As the district looks to get back in the buildings, data shows that 62% of students will need transportation. The district can get through at least three of its returning-students-to-school phases while still following the guidance released by DOE, Dr. Lucas said. 

The district has invested in masks, hand sanitizer, cleaning products, barriers, gloves and shields. Ventilation has been improved in the buildings by doubling air intake and accelerating filter changing schedules. Masks will be required for all personnel. Handwashing schedules will be implemented.
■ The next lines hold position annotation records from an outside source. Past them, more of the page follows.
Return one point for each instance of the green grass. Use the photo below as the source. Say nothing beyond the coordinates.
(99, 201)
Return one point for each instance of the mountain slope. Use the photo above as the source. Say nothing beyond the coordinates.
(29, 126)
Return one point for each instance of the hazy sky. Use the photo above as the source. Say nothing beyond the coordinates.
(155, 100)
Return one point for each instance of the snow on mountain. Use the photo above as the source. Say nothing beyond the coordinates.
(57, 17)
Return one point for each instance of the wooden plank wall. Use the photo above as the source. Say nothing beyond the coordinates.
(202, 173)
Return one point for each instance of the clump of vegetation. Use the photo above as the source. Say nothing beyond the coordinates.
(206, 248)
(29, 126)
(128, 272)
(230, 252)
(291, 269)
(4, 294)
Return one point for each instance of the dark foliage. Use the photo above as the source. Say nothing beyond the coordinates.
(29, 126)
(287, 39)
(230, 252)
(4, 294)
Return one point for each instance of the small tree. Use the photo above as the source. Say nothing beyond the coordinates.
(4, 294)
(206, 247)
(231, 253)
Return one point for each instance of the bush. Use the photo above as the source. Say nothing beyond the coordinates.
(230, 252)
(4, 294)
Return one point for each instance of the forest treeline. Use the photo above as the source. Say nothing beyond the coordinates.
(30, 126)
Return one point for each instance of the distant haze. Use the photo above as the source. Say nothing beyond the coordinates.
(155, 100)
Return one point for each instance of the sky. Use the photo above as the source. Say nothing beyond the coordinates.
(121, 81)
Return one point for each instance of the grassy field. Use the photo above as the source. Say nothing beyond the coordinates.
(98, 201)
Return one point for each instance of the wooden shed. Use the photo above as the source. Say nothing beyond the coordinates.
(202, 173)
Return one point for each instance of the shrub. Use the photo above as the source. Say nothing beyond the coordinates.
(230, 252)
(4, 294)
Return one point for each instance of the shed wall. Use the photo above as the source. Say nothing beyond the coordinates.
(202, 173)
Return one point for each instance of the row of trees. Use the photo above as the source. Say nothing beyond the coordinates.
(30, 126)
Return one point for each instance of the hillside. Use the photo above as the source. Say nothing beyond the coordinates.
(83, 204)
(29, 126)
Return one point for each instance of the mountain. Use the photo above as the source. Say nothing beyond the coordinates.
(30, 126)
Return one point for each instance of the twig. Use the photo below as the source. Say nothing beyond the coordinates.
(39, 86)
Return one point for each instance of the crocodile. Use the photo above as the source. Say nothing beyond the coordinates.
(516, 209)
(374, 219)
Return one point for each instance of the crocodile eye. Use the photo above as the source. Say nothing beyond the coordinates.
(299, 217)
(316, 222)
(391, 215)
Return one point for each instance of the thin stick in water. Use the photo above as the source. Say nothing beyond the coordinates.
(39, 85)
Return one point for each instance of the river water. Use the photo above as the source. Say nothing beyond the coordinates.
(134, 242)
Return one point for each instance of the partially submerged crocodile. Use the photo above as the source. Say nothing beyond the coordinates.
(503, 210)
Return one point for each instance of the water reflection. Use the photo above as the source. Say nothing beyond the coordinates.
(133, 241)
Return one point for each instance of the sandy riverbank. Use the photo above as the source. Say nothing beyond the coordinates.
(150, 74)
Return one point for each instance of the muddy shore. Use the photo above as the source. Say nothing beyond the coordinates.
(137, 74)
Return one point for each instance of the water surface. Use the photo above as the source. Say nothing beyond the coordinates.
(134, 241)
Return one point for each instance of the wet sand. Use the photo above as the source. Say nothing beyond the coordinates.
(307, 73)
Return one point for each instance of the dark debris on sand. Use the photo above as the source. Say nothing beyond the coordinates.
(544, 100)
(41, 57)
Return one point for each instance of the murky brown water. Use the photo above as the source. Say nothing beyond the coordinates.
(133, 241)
High touch areas will be cleaned at least every two hours and buses will be disinfected after each run. 

Like others, board president Earle Dempsey expressed his frustrations at the state’s broad guidance earlier this month.

“As a board member I will say, I know there’s a lot of disappointment here and elsewhere that we are handling this decision as late as we are. … I will express my, frankly, disappointment that the decision in this manner has been pushed down to the local school boards and that we, as five volunteers, are the ones that are responsible for selecting the decision, selecting that path forward within our community,” he said. “I believe that if we had known it was going to come to that, we would have addressed this much earlier than this evening. … We are not taking it lightly. This board is meeting the challenge head on.”